Çin Dışişleri Bakanlığı Sözcüsü Vang Vınbin, hapishanenin açılışının 20. yıl dönümünde, Birleşmiş Milletler İnsan Hakları Konseyinin atadığı uzman grubunun Guantanamo’da işkence, kötü muamele ve keyfi tutuklamaları kınayan açıklaması hakkında değerlendirmede bulundu.
Guantanamo Körfezi hapishanesinin “dünya insan hakları tarihinin kara sayfası olduğunu” ifade eden Vang, “Müslümanların alıkonulduğu bir ‘gözaltı kampı’ varsa o da Guantanamo’dur.” dedi.
İlk tutukluların 20 yıl önce gelişinden bu yana ABD’nin hapishanede işkence yaptığına dair raporların uluslararası toplumun tepkisiyle karşılaştığını hatırlatan Vang, “ABD, çok kere hapishaneyi kapatmayı vadetse de 20 yıl sonra hala 39 kişi tutuluyor. Bunlardan çok azı hakkında herhangi bir suç isnadı veya hükmü var.” ifadelerini kullandı.
Vang, ABD’nin dünya genelinde çok sayıda “gizli hapishane” kurduğunu, Guantanamo’nun yalnızca “buzdağının görünen yüzü” olduğunu söyledi.

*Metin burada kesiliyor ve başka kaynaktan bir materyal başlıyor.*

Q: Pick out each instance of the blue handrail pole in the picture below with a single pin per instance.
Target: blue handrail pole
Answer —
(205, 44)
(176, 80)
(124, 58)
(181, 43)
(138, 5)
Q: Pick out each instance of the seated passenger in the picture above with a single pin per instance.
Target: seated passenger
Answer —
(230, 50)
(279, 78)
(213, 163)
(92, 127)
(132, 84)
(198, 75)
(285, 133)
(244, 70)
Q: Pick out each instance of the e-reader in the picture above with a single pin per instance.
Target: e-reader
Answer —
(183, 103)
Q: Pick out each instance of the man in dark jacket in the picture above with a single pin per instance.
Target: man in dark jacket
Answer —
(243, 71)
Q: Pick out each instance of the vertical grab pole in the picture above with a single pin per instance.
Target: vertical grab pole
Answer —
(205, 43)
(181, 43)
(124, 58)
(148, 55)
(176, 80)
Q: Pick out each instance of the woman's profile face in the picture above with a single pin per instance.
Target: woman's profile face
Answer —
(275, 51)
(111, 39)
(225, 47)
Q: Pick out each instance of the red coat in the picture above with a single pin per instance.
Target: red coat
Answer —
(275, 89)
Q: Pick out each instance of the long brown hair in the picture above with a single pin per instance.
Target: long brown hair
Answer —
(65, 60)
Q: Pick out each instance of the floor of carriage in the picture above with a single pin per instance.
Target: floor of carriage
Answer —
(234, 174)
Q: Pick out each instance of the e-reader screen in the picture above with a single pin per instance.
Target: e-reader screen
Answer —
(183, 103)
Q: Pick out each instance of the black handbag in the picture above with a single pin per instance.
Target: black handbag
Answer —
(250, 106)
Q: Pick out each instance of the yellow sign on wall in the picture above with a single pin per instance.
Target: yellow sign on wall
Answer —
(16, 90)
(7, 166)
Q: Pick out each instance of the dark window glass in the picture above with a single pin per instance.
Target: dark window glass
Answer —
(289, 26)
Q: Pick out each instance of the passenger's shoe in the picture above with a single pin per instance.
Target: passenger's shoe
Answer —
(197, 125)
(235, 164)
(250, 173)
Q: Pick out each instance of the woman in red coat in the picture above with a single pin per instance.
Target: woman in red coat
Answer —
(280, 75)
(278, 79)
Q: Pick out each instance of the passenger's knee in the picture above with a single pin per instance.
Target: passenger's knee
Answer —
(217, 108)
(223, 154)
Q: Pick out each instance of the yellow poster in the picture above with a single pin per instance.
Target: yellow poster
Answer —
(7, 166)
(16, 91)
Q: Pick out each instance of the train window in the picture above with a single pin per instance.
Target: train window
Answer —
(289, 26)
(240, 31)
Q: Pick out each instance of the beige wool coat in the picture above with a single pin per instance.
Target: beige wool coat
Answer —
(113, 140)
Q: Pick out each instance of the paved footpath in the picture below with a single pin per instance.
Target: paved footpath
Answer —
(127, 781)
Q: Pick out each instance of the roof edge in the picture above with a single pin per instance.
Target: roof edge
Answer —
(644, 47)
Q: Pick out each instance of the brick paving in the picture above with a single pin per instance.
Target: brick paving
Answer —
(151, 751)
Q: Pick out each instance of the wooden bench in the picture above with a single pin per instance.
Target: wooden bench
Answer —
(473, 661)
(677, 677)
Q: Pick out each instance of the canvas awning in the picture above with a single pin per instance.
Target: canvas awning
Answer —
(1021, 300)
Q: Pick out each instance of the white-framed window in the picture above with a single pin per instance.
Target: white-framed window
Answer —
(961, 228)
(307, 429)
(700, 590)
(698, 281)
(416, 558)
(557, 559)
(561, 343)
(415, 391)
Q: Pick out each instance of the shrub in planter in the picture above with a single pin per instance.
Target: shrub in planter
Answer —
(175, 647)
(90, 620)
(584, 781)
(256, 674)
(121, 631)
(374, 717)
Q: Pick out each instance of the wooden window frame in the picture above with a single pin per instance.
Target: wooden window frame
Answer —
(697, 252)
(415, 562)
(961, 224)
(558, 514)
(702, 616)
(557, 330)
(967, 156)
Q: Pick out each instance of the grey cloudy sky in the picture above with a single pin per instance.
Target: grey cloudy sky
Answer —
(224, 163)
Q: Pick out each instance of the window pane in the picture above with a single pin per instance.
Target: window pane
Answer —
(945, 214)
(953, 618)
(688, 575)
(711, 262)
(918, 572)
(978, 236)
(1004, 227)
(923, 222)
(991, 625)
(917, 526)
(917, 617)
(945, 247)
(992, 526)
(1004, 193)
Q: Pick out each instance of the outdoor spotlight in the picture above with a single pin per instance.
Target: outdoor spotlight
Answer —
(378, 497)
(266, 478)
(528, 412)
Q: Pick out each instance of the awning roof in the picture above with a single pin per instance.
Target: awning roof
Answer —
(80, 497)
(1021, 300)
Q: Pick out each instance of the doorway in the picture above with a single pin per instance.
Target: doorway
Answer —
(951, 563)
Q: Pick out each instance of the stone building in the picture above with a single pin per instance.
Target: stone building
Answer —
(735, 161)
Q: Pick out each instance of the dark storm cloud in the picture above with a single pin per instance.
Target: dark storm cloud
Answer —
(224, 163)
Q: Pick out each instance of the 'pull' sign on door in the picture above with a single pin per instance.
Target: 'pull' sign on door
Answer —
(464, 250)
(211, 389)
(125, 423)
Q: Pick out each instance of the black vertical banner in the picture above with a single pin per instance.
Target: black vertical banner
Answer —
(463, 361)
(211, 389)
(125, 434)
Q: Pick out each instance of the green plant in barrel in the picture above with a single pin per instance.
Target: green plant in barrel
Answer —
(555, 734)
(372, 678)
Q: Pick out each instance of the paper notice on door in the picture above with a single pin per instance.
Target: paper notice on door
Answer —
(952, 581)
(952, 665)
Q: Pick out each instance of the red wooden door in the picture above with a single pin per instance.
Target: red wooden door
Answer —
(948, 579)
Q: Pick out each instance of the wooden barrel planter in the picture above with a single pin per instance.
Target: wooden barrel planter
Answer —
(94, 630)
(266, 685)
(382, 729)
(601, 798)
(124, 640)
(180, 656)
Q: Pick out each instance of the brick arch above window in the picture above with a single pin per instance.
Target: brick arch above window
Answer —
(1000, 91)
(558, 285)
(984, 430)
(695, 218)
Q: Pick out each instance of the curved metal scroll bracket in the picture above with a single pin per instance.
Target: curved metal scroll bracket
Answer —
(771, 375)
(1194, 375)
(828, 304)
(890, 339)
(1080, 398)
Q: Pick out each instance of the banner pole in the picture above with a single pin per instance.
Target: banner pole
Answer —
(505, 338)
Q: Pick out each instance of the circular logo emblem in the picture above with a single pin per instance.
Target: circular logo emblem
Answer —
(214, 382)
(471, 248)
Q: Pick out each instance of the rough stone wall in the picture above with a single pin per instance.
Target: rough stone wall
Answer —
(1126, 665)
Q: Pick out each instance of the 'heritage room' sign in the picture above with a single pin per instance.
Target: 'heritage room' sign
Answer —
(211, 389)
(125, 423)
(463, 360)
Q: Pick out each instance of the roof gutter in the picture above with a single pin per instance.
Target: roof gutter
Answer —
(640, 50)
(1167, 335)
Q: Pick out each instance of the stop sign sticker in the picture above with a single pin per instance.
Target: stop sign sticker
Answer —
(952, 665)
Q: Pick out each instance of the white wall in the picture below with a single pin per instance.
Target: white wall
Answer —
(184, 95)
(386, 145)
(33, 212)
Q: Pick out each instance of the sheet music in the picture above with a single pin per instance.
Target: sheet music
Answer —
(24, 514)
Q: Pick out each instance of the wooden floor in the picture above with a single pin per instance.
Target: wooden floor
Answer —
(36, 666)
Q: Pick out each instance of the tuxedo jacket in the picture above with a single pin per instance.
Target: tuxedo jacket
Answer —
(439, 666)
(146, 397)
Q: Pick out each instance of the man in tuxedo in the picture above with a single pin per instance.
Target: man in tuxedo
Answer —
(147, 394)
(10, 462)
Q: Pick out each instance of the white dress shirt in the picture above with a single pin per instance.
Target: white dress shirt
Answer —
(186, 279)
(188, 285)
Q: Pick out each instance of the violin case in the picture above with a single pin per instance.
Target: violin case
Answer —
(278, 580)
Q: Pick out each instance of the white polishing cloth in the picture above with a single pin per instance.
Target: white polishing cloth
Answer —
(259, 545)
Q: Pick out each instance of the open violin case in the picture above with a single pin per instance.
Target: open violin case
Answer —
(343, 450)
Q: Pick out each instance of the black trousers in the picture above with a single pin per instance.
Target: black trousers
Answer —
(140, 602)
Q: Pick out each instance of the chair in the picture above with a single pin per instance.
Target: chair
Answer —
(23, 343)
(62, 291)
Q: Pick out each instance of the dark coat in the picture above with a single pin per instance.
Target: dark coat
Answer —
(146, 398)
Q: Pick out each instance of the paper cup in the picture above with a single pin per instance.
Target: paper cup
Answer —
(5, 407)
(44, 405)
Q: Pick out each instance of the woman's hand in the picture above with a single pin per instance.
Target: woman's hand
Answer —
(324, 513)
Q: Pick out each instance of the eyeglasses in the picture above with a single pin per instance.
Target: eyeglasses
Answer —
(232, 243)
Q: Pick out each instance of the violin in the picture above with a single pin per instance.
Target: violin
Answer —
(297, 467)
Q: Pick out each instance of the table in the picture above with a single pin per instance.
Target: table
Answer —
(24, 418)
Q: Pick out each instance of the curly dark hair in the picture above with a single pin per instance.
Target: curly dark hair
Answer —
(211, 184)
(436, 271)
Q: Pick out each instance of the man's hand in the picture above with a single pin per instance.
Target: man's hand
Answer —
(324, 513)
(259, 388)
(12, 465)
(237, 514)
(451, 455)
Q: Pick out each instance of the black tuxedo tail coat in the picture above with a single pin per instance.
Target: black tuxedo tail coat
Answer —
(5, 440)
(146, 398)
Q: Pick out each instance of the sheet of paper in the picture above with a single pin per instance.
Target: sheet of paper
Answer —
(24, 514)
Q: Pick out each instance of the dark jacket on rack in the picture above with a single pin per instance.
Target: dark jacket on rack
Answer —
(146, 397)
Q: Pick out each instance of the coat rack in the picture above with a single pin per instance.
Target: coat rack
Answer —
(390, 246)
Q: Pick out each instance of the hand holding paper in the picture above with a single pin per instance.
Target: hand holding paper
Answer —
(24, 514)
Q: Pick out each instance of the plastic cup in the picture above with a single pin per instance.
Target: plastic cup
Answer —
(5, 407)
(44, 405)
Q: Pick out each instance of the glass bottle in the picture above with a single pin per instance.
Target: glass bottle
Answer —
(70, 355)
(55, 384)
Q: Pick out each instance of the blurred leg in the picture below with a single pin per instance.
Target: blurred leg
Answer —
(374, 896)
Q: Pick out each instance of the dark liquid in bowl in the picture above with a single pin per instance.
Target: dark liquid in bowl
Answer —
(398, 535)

ABD’nin Afganistan’ın işgalinden sonra bu ülkede çok sayıda gizli hapishane kurduğunu, Irak’ın işgalinin ardından Ebu Gureyb hapishanesindeki tutukluların istismarının dünyayı şoke ettiğini, kısa zaman önce Litvanya’nın başkenti Vilnius’un banliyösündeki bir ABD gizli hapishanesinde belirsiz süreyle tutulan Suudi Arabistan vatandaşı Ebu Zübeyde’ye tazminat ödemek zorunda kaldığını hatırlatan Vang, sözlerini şöyle sürdürdü:
“ABD’nin kurduğu Guantanamo üssü gibi “kara bölgeler”, ABD’nin kara insan hakları sicilini hatırlatmaktadır. ABD dönüp dürüstçe kendisine bakmalı ve Gunatanamo Körfezi ile dünyadaki tüm diğer gizli hapishanelerini kapatmalıdır, keyfi tutuklamaya ve mahkumlara yönelik işkenceye son vermeli, kurbanlardan özür dileyerek onlara tazminat ödemeli, işkenceye yetki veren ve uygulayanları adalet önüne çıkarmalıdır.”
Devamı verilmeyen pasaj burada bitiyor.